Amy Martin (Cohort 10, a 3rd year teacher) is in her second year teaching 3rd grade at the Solomon Schechter Day School of Manhattan.  Both of the ideas listed below can easily be adapted for older students. Thank you, Amy!

Meaning-making 

Amy started her year off in Torah asking her new 3rd graders what lessons they had learned from their previous Torah studies that would be important in their own lives. This connected to one of the school’s big ideas that Torah “should engage children deeply and continuously” and should be relevant to their lives.

Most of the students came up with great examples. (Amy felt that next time she would provide additional scaffolding since a few students had a hard time remembering the stories they had covered the previous year.) The lesson for the rest of us is to give the students the opportunity to reflect on what they take away from their Torah studies. 
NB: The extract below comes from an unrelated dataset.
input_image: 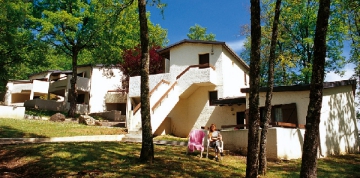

Some of the responses (and the stories they gave as prooftexts) included:

‘You should always believe, dream and hope.’ (Sarah wanting a baby)

‘Don’t be mean to others.’ (God gave the Egyptians the 10 plagues because they were mean to the Jews.)

‘Your anger shouldn’t get in the way’ (when Moshe hit the rock).

‘Always listen to your parents and follow the rules’ ( when the Israelites built the tower of Babel and didn’t follow God’s rules, because they didn’t listen they ended up babbling).

Anchor activity

Amy has a shoresh tree in her room with three main branches. Next to the tree are a pile of leaf- shaped pieces of paper. At the bottom of each main branch is a root word with a picture of what the verb means.  When students finish their work in Torah, they can look through the psukim they covered and find words using any of those roots. They then write the word on a leaf and put it on the tree. For those teaching older students, you could create many more trees and root letters.  Students could be encouraged to add words not only from their Torah studies but from  Rabbinics, Jewish life, tefilah and Hebrew. In fact, see A Students’ Vocabulary of Biblical Hebrew by George Landes which lists 27 verbs that occur over 500 times in the Bible. That could be a great way to choose your root words.